The many octagons

There are several computer related octagons
  1. Bell Labs tried to call the “#” the octothorpe. It's now a band
  2. The Kalok Octagon hard drive had an 8 sided top:
    Kalok was founded by a former Seagate engineer, the same man who had been largely responsible for the pioneering ST-225.
    Kalok seemed to live on the edge of bankruptcy most of the time, and later morphed into JTS.
    [ JTS also made unreliable hard drives and went bankrupt ]
  3. A huge heavy 8 sided connector designed by Dimitry Grabbe for AMP, to connect 8 CPUs to a common core memory,
    currently in the hotel basement.
  4. A maker of embedded systems



It's the Octagon embedded systems that's of interest to IXR.

Professor Richard Gray Costello was my advisor and mentor when I was an undergrad at The Cooper Union school of Engineering.
I salvaged some of his embedded processor lab when the engineering labs were moved to the new "academic building".

Octagon systems embedded systems catalogue

I donated the embedded lab to IXR.
It contains one Micro-PC card-cage containing a complete
8-bit ISA bus system running DOS, with plenty of interface cards, software and manuals.

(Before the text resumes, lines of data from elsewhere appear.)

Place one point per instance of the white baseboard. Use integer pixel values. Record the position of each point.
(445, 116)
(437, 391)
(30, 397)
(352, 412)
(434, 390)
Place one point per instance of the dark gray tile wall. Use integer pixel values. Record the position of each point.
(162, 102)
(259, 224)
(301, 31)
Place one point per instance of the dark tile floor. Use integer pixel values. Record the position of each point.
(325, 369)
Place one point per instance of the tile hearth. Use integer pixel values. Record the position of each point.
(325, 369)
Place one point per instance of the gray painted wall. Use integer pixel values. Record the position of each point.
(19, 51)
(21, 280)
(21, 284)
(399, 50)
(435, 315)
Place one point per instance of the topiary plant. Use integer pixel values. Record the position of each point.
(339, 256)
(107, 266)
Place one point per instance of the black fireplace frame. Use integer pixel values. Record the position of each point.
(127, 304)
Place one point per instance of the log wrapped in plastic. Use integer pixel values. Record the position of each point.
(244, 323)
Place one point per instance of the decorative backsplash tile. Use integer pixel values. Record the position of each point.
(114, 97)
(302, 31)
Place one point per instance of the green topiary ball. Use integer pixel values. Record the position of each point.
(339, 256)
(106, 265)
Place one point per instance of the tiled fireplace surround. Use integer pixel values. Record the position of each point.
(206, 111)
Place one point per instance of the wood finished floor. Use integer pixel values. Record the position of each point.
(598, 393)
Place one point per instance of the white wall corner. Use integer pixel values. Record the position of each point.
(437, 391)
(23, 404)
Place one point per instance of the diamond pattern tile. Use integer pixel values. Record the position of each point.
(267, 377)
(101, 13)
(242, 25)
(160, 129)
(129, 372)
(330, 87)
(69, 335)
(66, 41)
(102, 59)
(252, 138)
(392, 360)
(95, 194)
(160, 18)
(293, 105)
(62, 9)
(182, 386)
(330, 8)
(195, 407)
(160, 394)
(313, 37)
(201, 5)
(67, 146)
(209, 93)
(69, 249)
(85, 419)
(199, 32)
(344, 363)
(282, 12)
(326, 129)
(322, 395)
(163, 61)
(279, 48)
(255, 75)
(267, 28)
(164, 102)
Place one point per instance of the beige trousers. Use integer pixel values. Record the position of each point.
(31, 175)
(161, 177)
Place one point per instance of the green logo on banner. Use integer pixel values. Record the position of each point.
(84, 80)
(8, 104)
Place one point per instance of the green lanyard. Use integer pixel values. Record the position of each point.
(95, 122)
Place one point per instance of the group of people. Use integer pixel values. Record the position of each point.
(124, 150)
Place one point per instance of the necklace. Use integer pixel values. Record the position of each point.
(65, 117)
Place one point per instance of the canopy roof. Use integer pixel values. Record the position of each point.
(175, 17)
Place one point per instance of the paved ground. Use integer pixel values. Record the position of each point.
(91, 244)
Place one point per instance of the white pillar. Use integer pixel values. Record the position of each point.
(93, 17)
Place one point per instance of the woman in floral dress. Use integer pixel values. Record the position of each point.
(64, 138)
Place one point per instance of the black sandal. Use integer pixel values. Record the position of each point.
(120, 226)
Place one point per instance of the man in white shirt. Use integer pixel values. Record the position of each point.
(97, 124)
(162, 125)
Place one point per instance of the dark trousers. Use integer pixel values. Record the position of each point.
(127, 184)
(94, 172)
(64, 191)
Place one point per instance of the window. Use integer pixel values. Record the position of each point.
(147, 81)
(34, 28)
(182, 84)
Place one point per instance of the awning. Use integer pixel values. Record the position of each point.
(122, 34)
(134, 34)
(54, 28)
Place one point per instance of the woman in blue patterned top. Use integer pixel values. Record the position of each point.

Even if you don't use the processor,
the I/O cards have extremely useful Interface Modules
for interfacing things with space for breadboarding your own circuit!



Interface Modules

A small protoboard with connectors for a 20 pin ribbon cable to
1: 4 position and 1: 16 position screw terminal block.
The STB-26 converts a 26 conductor ribbon cable to a screw terminal block.
Really handy for connecting individual wires to a breadboard or circuit
without cluttering it up with the individual wires.
The TBD-100 Terminal Block Interface Module
breaks out a 26 conductor ribbon cable to 24 parallel bits,
each output to a screw terminal block and a buffered LED
via 3: 2804 octal darlington transistor arrays
The TBD-100 Terminal Block Interface Module
tech specs and schematic

Not pictured: ribbon cable to sockets for solid state relays and industrial control modules.
The Crydom modules do NOT fit :-(

5970 prototyping card
with ISA bus buffering & decoding
and schematic!



Octagon embedded systems manuals

Manuals for many parts are still online here.
I downloaded these manuals (we might not have all these modules) Spec sheet for 8-lead Slo-Syn stepping motors

ISA bus references

8 bit PC-XT bus pinout
16 bit PC-AT bus pinout

And from the Midatlanticretro mailing list:
designing for the ISA bus

On Tue, 26 May 2009, David Comley wrote:
A good place to start is the Art of Electronics which has a chapter on several long in the tooth buses, including the ISA bus (which lives on, incidentally, in PC/104 modules).
I believe it discusses the physical aspects of ISA bus adapter design. It covers I/O and memory port address decoding, interrupts and the handshaking of all the ISA bus signals.
I also found this site http://www.cryogenius.com/hardware/isacard/ to be very useful as a reference and there are schematics for port address decoding right there on the page.
I've recently done quite a bit of work on ISA bus timing for a legacy project for my business. Everything seems straightforward enough if you're only dealing with 8 bit data. 16 bit transfers are a little more complex and probably best avoided for a first time project.